It’s not often these days for a movie showing to cause so much trouble that it leads to sanctions from the motion picture industry’s governing body. But then again, Lars Von Trier has always been something of a troublemaker.
Cinemas around the U.S. on Wednesday night hosted one-night-only screenings of the director’s cut of The House That Jack Built, the oft-controversial Danish filmmaker’s latest film. The film tells the story of a serial killer played by actor Matt Dillon, and the version shown Wednesday night was both longer and more gory than the R-rated version of the film that will come out in theaters and on video-on-demand December 14.

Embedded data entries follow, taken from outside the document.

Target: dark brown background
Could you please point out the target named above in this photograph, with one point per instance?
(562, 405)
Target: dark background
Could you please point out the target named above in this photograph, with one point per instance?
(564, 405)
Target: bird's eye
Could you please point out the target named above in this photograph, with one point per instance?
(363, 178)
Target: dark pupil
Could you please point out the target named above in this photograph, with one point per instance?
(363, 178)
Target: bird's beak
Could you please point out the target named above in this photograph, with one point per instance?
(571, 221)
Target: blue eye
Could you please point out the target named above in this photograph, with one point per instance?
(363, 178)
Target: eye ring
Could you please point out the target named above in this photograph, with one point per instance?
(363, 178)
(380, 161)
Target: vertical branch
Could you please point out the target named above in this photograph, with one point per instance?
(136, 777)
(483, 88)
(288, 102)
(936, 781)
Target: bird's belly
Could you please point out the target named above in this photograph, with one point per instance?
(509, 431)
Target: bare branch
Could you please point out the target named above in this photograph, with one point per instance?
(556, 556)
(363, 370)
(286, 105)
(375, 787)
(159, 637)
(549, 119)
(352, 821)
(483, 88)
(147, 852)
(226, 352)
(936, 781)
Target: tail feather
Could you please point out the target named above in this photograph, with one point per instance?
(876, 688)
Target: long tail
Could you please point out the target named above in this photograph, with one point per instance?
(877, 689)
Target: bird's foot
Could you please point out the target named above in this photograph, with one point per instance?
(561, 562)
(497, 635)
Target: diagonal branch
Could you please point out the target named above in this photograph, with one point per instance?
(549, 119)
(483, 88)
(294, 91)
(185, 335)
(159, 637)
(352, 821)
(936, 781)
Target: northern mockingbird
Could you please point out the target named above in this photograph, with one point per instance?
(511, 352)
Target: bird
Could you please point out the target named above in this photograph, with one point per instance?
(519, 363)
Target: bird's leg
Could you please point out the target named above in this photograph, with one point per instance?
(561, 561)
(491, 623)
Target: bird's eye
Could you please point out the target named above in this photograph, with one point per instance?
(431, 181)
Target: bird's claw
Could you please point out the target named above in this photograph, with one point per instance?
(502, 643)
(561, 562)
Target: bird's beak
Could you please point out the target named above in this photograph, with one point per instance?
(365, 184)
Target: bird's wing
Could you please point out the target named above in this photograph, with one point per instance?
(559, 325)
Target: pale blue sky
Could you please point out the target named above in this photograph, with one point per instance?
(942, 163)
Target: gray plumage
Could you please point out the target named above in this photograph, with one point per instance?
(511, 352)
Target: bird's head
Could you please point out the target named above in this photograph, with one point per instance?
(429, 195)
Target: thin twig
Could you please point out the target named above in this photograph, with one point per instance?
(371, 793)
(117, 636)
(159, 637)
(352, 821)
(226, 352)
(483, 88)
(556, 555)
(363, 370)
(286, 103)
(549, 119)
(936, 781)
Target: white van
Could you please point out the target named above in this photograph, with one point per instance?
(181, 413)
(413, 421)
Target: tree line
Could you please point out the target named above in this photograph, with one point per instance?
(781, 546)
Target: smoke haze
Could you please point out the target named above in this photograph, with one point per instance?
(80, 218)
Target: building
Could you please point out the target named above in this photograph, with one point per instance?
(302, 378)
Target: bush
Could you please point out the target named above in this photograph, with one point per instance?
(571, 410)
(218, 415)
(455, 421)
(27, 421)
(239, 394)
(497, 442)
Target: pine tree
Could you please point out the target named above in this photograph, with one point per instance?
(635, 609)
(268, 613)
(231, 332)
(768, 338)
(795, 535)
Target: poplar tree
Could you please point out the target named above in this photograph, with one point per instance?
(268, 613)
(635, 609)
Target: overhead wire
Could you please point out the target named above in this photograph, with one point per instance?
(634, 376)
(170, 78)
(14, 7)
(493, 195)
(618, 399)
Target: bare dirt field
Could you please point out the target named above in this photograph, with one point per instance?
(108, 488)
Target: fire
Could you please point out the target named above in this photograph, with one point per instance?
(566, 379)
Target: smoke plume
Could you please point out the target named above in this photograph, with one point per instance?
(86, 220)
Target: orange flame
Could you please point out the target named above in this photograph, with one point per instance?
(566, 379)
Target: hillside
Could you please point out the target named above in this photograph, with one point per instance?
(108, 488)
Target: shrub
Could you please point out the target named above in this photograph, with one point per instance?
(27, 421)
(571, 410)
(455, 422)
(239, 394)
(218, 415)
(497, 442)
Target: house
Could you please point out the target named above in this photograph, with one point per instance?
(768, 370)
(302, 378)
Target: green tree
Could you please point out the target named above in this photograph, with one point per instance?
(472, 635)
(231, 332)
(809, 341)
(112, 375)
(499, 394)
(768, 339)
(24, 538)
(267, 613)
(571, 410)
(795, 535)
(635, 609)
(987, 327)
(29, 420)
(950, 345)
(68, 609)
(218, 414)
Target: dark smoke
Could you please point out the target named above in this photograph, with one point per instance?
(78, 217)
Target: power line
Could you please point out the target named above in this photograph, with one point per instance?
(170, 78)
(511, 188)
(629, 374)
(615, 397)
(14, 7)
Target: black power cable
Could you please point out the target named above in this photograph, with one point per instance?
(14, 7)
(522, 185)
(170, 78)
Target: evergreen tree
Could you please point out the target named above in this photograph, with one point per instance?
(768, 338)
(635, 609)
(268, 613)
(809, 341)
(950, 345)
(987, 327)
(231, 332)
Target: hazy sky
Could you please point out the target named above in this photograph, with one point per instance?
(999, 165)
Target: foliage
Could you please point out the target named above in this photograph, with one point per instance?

And apparently, exhibiting the film that way represented a violation of the Motion Picture Association of America’s rules.
According to Deadline, the MPAA has contacted the film’s distributor, IFC, to inform them that “the screening of an unrated version of the film in such close proximity to the release of the rated version – without obtaining a waiver – is in violation of the rating system’s rules. The effectiveness of the MPAA ratings depends on our ability to maintain the trust and confidence of American parents. That’s why the rules clearly outline the proper use of the ratings. Failure to comply with the rules can create confusion among parents and undermine the rating system – and may result in the imposition of sanctions against the film’s submitter.”
The MPAA’s rules allow it to revoke the previously issued rating for a film that violates its rules.
The House That Jack Built debuted at the Cannes Film Festival last May after Von Trier had been banned from the festival for several years when he made comments about Nazis while promoting his film Melancholia in 2011. In addition to Dillon, Uma Thurman and Riley Keough are also in the film.
The MPAA’s ratings practices have always been somewhat shrouded in mystery, although the New York Times last week published an interview with Joan Graves, the longtime head of the organization’s ratings board, upon her upcoming retirement. When asked about any ratings judgments of the past that she regrets, Graves gave a surprising answer: The 2011 Pixar Animation Studios film Cars 2, which was rated G.
“We rated it G and from all the feedback we realized PG would have been more suitable,” Graves said, likely in reference to the film’s James Bond-style spy plot, which included several assassination attempts against cars.